One-third of the planets orbiting the most common stars across the Milky Way galaxy may hold onto liquid water and possibly harbour life, according to a study based on latest telescope data.
The most common stars in our galaxy are considerably smaller and cooler, sporting just half the mass of the Sun at most. Billions of planets orbit these common dwarf stars.
The analysis, published in the journal Proceedings of the National Academy of Sciences, shows that two-thirds of the planets around these ubiquitous small stars could be roasted by tidal extremes, sterilising them.

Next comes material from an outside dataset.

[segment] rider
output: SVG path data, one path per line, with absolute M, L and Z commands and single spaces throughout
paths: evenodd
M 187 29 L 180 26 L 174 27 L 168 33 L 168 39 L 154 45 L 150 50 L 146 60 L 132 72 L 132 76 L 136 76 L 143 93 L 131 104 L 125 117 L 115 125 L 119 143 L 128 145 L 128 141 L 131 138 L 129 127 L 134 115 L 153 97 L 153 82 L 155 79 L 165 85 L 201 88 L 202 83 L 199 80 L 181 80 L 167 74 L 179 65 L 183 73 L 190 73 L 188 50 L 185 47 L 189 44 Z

However, that leaves one-third of the planets—hundreds of millions across the galaxy—that could be in a goldilocks orbit close enough, and gentle enough, to be possibly habitable.
“I think this result is really important for the next decade of exoplanet research, because eyes are shifting towards this population of stars,” said Sheila Sagear, a doctoral student at the University of Florida (UF) in the US.
“These stars are excellent targets to look for small planets in an orbit where it’s conceivable that water might be liquid and therefore the planet might be habitable,” Sagear said in a statement.
Sagear and UF astronomy professor Sarah Ballard measured the eccentricity of a sample of more than 150 planets around M dwarf stars, which are about the size of Jupiter.
The more oval shaped an orbit, the more eccentric it is. If a planet orbits close enough to its star, at about the distance that Mercury orbits the Sun, an eccentric orbit can subject it to a process known as tidal heating.
As the planet is stretched and deformed by changing gravitational forces on its irregular orbit, friction heats it up. At the extreme end, this could bake the planet, removing all chance for liquid water.
“It’s only for these small stars that the zone of habitability is close enough for these tidal forces to be relevant,” Ballard said.
The researchers used data from NASA’s Kepler telescope, which captures information about exoplanets as they move in front of their host stars.
To measure the planets’ orbits, they focused especially on how long the planets took to move across the face of the stars. Their study also relied on new data from the Gaia telescope, which has measured the distance to billions of stars in the galaxy.
“The distance is really the key piece of information we were missing before that allows us to do this analysis now,” Sagear said.
The team found that stars with multiple planets were the most likely to have the kind of circular orbits that allow them to retain liquid water.
Stars with only one planet were the most likely to see tidal extremes that would sterilise the surface, according to the researchers.
Since one-third of the planets in this small sample had gentle enough orbits to potentially host liquid water, that likely means that the Milky Way has hundreds of millions of promising targets to probe for signs of life outside our solar system, they added.